It's interesting watching Microsoft trying to develop Windows 10 openly, and under the ever-vigilant eyes of its biggest fans. After six-plus years of secretive silence under the previous regime, this new more transparent approach is both laudable and welcome. But as Microsoft is discovering, the open approach also has a downside: its most vocal fans are also its most vocal critics when things don't go their way.
For a humorous (and not always suitable for work—you've been warned) look at the pitfalls of listening to your customers too much, consider College Humor's parody video of the Microsoft "Windows 7 was my idea" commercials. Unintentionally ironic—the team that built Windows 7 couldn't have cared less about getting user feedback, let alone implementing any of it—the video describes what happens when you actually let users design a product. You get a monstrosity that meets every need, in this case a "steam engine [that] barks like a dog, blows fire—but has a sprinkler, to put out the fire—[includes] a robot with semi-automatic photo cannons, [and] fireworks," among many other incompatible constituent parts.
Over-reacting to their predecessor's mistakes, the current Windows team has created a "Windows Insider Program," a sort of club or community where the company's eager-beaver fans can gather in online forums and discuss the pre-release Windows 10 builds that Microsoft has been providing since early October. And boy do they have feedback. And while some of it is useful, as I wrote in Here are the Top User Requests for Windows 10 a month ago, a lot of it is pretty terrible too.

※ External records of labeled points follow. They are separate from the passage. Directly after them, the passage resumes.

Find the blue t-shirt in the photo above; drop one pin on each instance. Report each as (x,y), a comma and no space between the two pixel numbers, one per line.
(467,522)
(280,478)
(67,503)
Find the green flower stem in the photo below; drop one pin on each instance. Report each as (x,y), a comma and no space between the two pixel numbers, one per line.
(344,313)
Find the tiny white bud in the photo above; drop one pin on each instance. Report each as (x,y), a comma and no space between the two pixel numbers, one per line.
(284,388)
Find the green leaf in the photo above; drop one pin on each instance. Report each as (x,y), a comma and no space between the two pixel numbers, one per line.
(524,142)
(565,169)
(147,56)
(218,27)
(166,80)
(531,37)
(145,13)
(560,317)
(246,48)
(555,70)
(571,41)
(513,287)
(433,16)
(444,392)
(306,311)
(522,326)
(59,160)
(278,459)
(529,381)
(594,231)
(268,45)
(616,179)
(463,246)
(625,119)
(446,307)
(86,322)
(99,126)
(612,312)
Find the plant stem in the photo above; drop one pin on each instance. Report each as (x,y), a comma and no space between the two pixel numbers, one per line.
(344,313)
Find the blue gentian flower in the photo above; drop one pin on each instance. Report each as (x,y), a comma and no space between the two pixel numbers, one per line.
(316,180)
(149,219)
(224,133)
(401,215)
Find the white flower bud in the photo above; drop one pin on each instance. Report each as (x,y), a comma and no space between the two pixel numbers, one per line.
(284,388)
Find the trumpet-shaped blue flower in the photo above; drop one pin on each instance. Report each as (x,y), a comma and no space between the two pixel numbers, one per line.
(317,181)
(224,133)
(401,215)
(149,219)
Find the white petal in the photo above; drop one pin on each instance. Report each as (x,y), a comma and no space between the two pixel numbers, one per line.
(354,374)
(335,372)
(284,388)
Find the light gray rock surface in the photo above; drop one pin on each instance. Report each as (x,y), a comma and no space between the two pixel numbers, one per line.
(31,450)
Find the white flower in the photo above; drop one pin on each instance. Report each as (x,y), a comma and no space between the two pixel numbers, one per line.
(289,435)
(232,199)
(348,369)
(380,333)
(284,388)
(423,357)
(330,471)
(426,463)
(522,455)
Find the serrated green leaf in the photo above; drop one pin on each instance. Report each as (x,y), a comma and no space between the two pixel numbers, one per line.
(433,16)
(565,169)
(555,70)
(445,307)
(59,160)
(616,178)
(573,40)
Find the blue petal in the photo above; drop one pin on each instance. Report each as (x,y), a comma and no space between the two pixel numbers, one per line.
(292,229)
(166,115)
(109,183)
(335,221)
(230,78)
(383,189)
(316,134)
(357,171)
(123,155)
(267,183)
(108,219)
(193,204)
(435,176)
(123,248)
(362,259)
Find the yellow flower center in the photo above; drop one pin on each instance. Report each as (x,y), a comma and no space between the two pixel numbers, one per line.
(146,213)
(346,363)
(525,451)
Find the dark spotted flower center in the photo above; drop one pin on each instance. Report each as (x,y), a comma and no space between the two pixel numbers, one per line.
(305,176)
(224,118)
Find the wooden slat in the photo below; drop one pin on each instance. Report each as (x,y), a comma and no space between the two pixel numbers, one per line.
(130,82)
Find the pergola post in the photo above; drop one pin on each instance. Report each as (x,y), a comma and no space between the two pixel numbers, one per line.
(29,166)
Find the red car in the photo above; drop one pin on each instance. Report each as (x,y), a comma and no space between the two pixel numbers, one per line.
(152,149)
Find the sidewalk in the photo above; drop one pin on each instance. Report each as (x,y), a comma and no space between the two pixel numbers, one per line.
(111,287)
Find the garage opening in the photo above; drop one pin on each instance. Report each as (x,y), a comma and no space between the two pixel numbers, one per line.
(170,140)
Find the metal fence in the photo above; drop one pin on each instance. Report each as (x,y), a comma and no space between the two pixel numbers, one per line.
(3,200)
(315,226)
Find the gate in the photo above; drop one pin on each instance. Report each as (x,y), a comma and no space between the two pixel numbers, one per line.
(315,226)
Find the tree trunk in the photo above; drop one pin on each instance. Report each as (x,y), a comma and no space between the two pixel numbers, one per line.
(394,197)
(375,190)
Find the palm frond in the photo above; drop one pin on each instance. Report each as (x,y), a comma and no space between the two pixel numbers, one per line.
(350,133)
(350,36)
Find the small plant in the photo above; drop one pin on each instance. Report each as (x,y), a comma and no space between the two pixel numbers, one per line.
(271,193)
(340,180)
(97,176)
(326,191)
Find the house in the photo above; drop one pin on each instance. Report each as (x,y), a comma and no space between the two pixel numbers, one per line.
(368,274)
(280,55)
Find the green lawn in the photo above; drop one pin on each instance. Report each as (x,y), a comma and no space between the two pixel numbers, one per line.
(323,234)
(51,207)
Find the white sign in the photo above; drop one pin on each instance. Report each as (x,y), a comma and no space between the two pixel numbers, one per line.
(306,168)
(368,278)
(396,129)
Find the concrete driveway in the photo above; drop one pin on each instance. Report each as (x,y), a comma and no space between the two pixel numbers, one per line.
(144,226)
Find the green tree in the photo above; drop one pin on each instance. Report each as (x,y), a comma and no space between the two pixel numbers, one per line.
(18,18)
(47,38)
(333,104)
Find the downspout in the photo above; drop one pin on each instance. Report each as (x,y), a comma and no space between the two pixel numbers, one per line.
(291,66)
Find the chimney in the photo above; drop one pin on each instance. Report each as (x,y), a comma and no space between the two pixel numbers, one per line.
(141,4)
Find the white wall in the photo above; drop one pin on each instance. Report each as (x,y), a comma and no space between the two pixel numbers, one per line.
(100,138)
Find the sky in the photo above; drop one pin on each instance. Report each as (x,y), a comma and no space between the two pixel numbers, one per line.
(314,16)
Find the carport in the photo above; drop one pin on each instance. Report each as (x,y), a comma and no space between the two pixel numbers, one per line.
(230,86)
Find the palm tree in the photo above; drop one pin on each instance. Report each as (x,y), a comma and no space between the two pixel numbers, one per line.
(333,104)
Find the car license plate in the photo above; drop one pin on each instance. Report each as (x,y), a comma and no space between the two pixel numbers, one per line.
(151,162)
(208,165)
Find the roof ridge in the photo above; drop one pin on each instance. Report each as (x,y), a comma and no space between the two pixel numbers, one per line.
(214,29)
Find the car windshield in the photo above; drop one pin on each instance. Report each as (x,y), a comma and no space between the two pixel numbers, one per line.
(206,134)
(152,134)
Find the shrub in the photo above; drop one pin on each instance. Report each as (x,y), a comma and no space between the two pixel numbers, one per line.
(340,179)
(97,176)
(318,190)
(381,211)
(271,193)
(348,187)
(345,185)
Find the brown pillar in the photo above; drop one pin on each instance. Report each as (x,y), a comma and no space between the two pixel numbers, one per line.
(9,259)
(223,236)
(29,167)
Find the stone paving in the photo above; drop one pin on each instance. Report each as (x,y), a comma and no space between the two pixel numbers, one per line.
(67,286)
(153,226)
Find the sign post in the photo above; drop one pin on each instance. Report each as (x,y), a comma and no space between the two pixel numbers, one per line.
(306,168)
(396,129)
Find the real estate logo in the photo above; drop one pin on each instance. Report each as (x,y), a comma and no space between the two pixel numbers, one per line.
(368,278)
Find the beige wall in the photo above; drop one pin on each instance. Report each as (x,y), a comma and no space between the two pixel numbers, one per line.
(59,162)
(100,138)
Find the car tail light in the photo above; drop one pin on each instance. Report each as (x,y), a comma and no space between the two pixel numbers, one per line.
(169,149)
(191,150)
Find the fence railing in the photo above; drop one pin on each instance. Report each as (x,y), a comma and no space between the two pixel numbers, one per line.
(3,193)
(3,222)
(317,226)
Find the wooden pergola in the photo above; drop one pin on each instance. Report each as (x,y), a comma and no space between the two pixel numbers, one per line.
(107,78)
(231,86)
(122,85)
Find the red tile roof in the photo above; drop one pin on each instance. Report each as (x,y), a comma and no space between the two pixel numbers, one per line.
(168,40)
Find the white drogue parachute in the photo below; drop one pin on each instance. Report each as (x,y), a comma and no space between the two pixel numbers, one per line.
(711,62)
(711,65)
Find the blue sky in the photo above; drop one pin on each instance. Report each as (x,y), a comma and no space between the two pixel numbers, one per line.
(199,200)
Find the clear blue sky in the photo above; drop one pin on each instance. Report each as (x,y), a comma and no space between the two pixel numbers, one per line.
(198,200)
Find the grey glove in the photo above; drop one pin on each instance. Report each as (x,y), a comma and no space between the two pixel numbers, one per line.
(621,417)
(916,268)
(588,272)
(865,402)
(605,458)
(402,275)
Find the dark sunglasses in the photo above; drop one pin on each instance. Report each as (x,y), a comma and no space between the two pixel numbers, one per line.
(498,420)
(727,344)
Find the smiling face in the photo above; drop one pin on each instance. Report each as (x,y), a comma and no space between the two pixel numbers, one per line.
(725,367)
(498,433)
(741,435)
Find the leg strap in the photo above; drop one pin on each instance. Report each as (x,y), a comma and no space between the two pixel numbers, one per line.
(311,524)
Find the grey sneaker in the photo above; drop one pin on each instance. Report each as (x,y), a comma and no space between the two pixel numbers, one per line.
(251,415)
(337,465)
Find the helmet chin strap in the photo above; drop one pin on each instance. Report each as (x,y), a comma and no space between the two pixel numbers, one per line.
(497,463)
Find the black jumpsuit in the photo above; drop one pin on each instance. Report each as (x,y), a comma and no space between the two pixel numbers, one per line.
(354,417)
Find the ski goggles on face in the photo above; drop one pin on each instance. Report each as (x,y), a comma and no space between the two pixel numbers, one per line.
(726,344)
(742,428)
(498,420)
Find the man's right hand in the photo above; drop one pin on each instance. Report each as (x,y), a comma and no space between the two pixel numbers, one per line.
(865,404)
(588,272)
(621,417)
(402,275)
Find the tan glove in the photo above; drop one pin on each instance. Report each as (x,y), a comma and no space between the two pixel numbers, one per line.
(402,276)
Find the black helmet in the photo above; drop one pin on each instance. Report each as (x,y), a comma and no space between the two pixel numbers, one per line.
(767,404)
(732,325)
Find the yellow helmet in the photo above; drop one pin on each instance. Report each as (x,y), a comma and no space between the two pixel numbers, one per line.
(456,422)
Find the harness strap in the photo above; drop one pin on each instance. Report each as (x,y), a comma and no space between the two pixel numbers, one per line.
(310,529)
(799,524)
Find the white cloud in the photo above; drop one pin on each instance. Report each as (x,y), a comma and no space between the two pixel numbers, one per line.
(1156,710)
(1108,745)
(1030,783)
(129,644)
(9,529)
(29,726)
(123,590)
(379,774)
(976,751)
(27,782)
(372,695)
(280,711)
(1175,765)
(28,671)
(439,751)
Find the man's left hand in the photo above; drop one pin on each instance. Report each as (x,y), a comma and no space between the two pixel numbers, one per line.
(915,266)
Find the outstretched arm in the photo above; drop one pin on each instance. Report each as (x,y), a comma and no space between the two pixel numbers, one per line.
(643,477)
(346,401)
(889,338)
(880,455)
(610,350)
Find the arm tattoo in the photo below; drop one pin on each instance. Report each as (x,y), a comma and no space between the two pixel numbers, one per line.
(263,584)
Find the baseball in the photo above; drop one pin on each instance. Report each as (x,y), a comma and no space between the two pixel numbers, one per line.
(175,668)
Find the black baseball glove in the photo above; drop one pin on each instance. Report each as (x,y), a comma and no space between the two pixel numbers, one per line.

We have to believe that Microsoft knew what it was getting into as the problems inherent with the Windows Insider Program are so immediately obvious. After all, the types of people would be attracted to such a program are not necessarily indicative of the wider user base or, perhaps more important, of Microsoft's most important customer base, enterprises and other business customers. Worse, they're going to react in predictable ways when they don't get what they want.
You can see this in the reactions to Microsoft's decision to abandon a power-user feature in the OneDrive sync client for Windows, a feature that confused average users—that is, most people—but delighted a small subset of power users. And you can see it in the outrage over the so-far superficial changes that Microsoft has made to Windows 10 in response to user feedback.
It's not just Windows 10, of course. And one might argue that Microsoft's slowness incorporating feedback into the product indicates it is aware of the pitfalls of simply saying yes to everyone.
But looking at Microsoft more generally, we're also seeing a strange upswell of outrage over the company's pragmatic support of popular mobile platforms like Android and iOS (iPhone/iPad) with mobile apps that sometimes arrive first (before they do on Windows) or with features that are currently missing on Windows. The theory here is that Microsoft is undercutting its own OS products—Windows and Windows Phone—by making Office and other mobile apps work better on other platforms.
I get that argument, sort of. But without getting into the weeds too much here and debating individual features, it's also fair to say that Windows already has the most full-featured Office version available. And Windows Phone? Who's going to work on Office documents—really work on Office documents—on a phone anyway? Put another way, how does the appearance of a feature here—stylus support in Office for Android, say—or a new app there—Office Mix showing up in mobile app form on iOS first—in any way diminish the experience of using Microsoft apps on Windows or Windows Phone?
It doesn't, not really. And instead of wanting Microsoft to be successful, what these alleged fans of the company really want is for Microsoft to do is to simply meet their own needs, rational or not. They're just highly technical special interest groups. And they are very vocal when they don't get what they want.
My contention is that Microsoft's most important customers—businesses—don't care about these petty issues. They are already struggling to support multiple OS platforms—Windows, Android and iOS—and are happy that the software giant is racing to make their lives easier. They've no doubt asked Microsoft to ensure that Windows 10 is an excellent upgrade for Windows 7, and not just for Windows 8, and that it retains and improves on the desktop focus of that release. And I think that Microsoft is responding to those needs.
As a power user and tech enthusiast, I understand the complaints, I do. And there are certain very specific issues—that OneDrive change I alluded to earlier, for example—that will impact me in negative ways going forward. But it's important to remember how these changes fit within the context of this new "mobile first, cloud first" era. Microsoft isn't just the Windows company anymore. And Windows and PCs are not necessarily the primary way that most people will consume computing resources going forward.
Point being, Microsoft isn't alone in needing to adapt to this brave new world.